Aquela aula ficou marcada até
hoje, pois a nossa identidade é o que nos move dentro desta sociedade em que
vivemos, e nos tempos atuais ela é múltipla, como explica Stuart Hall, em seu
livro “A identidade cultural na pós modernidade”. Diante desta multiplicidade
de identidades que possuímos, algo me incomodou muito nos últimos tempos com a
declaração do renomado filósofo Leandro Karnal. Ele afirmou em uma palestra,
aliás, orientou a todos “a pararem de postar felicidade falsa no facebook”, e
isto foi compartilhado por milhares de pessoas, do próprio facebook, como uma
afirmação “feliz”, basta saber, se era do filósofo, ou da “felicidade falsa” de
quem compartilhava deste pensamento.
Quem sou eu para entrar em um
debate com Leandro Karnal, assistir ao seu vídeo no youtube que alguém
intitulou: “Para de postar felicidade falsa no facebook”, me incomodou muito.

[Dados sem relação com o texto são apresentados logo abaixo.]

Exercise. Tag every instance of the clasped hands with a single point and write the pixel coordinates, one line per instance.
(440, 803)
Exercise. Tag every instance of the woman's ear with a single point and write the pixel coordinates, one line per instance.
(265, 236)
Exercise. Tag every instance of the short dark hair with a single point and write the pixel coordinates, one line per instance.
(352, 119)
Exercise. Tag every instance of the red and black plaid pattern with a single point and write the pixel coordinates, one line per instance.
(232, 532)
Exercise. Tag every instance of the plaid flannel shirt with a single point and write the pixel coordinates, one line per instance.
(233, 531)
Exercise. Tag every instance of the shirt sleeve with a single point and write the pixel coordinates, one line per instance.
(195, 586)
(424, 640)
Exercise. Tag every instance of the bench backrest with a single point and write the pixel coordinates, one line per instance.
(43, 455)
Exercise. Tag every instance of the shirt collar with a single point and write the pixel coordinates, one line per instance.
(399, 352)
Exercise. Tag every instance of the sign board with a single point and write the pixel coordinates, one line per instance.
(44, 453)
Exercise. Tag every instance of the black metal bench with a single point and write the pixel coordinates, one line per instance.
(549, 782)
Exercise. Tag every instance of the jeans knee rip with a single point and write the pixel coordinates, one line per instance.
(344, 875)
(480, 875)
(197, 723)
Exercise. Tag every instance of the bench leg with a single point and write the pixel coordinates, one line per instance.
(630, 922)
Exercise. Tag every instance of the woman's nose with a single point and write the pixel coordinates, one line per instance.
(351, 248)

Isto porque, ele fala de vários assuntos, citando Hamlet, O príncipe, entre
outros escritores, e no final solta esta frase polêmica, que eu ouso a
discordar do filósofo, pois o papel das redes sociais é exatamente este: postar
a felicidade, mesmo que seja uma felicidade idealizada, pois ela é a
possibilidade da construção de uma felicidade real, como a imagem dos desenhos
do homem das cavernas, afinal, nem todas as caçadas tinham sucesso, mas eram
idealizadas.
No passado, os álbuns de
fotografias, das nossas mães e avós, eram compartilhados apenas por parentes, e
entes mais íntimos da família, pois as pessoas sentavam na sala, em um café ou
lanche da tarde e ficavam ali, folheando as memórias “felizes” do passado.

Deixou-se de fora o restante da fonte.